We show that a solution to the the coincidence problem can be found in the context of a generic class of dark energy models with a scalar field, $\phi$, with a linear effective potential $V(\phi)$. We determine the fraction, $f$, of the total lifetime of the universe, $t_U$, which lies within the interval $[t_0-\Delta t_A,t_0+ \Delta t_A]$, where $t_0$ is the age of the universe at the present time, $\Delta t_A \equiv t_0-t_A$ and $t_A$ is the age of the universe when it starts to accelerate. We find that if we require $f$ to be larger than 0.1 (0.01) then $1+\omega_{\phi0} \gapp 2 \times 10^{-2}$ ($1 \times 10^{-3}$), where $\omega_{\phi} \equiv p_\phi/\rho_\phi$. These results depend mainly on the linearity of the scalar field potential for $-V(\phi_0) \lapp V(\phi) \lapp V(\phi_0)$ and are weakly dependent on the specific form of $V(\phi)$ outside this range.

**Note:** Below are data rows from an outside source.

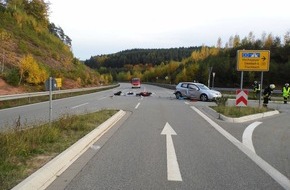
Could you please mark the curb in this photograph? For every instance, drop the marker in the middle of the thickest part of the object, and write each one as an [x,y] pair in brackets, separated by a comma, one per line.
[248,118]
[43,177]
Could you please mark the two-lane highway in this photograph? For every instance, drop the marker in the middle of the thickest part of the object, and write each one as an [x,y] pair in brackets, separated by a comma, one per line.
[168,144]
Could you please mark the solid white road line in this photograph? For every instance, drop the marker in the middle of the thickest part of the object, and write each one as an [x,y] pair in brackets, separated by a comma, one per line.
[275,174]
[173,172]
[136,107]
[102,98]
[247,135]
[79,105]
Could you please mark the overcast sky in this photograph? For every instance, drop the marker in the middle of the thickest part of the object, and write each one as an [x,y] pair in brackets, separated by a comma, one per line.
[99,27]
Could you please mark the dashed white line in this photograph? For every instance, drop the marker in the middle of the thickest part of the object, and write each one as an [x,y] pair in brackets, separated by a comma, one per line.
[136,107]
[247,135]
[79,105]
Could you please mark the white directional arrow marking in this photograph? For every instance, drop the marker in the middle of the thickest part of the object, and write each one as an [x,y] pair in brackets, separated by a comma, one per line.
[173,172]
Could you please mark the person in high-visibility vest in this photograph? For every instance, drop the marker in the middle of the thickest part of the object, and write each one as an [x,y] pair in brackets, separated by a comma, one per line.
[286,92]
[267,94]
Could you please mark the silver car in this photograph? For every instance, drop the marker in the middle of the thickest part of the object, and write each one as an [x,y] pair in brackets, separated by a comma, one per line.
[196,91]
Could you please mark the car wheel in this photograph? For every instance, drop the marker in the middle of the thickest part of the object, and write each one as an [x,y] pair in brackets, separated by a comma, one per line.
[178,95]
[203,97]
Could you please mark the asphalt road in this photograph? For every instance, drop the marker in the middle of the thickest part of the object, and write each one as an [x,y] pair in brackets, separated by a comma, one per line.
[165,143]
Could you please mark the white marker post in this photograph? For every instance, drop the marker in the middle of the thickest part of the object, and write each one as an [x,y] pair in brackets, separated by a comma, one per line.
[50,99]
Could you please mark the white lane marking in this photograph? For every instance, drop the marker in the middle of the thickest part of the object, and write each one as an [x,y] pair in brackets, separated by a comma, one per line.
[247,135]
[275,174]
[79,105]
[137,105]
[173,172]
[102,98]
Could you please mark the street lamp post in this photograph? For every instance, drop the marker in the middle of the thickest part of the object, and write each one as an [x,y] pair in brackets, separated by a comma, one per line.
[213,75]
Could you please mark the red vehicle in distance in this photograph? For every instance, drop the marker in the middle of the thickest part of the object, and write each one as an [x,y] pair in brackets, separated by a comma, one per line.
[136,83]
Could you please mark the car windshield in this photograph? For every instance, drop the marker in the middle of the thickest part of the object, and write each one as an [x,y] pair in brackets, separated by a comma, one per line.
[203,87]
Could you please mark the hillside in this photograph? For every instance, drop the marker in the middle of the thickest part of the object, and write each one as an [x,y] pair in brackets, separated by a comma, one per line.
[32,49]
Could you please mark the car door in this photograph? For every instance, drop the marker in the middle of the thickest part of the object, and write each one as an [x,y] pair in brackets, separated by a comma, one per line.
[184,89]
[192,91]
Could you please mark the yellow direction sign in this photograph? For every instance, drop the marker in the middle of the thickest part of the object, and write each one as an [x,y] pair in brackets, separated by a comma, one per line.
[58,82]
[253,60]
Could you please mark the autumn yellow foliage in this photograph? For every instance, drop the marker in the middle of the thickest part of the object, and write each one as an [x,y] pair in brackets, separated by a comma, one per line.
[31,72]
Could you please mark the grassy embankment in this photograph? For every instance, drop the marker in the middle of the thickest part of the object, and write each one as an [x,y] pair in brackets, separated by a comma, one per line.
[25,151]
[234,111]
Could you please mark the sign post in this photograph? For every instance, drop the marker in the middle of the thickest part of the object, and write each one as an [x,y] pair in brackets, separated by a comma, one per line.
[242,97]
[253,60]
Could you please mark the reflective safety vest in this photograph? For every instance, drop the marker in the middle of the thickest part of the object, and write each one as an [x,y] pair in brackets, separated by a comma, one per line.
[286,91]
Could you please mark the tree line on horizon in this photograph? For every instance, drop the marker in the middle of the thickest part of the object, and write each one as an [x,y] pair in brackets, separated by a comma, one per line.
[198,63]
[33,49]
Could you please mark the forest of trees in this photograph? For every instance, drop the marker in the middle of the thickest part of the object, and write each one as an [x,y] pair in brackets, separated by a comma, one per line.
[194,63]
[32,48]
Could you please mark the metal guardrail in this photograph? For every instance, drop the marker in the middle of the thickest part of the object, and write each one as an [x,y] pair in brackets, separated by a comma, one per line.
[46,93]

We also show that if $\omega_{\phi0}$ is close to -1 then $\omega_{\phi0}+1 \sim 1.6 ({\tilde \omega}_\phi +1)$, where ${\tilde \omega}_\phi$ is the weighted average value of $\omega_{\phi}$ in the time interval $[0,t_0]$. We independently confirm current observational constraints on this class of models which give $\omega_{\phi0} \lapp -0.6$ and $t_U \gapp 2.4 t_0$ at the $2 \sigma$ level.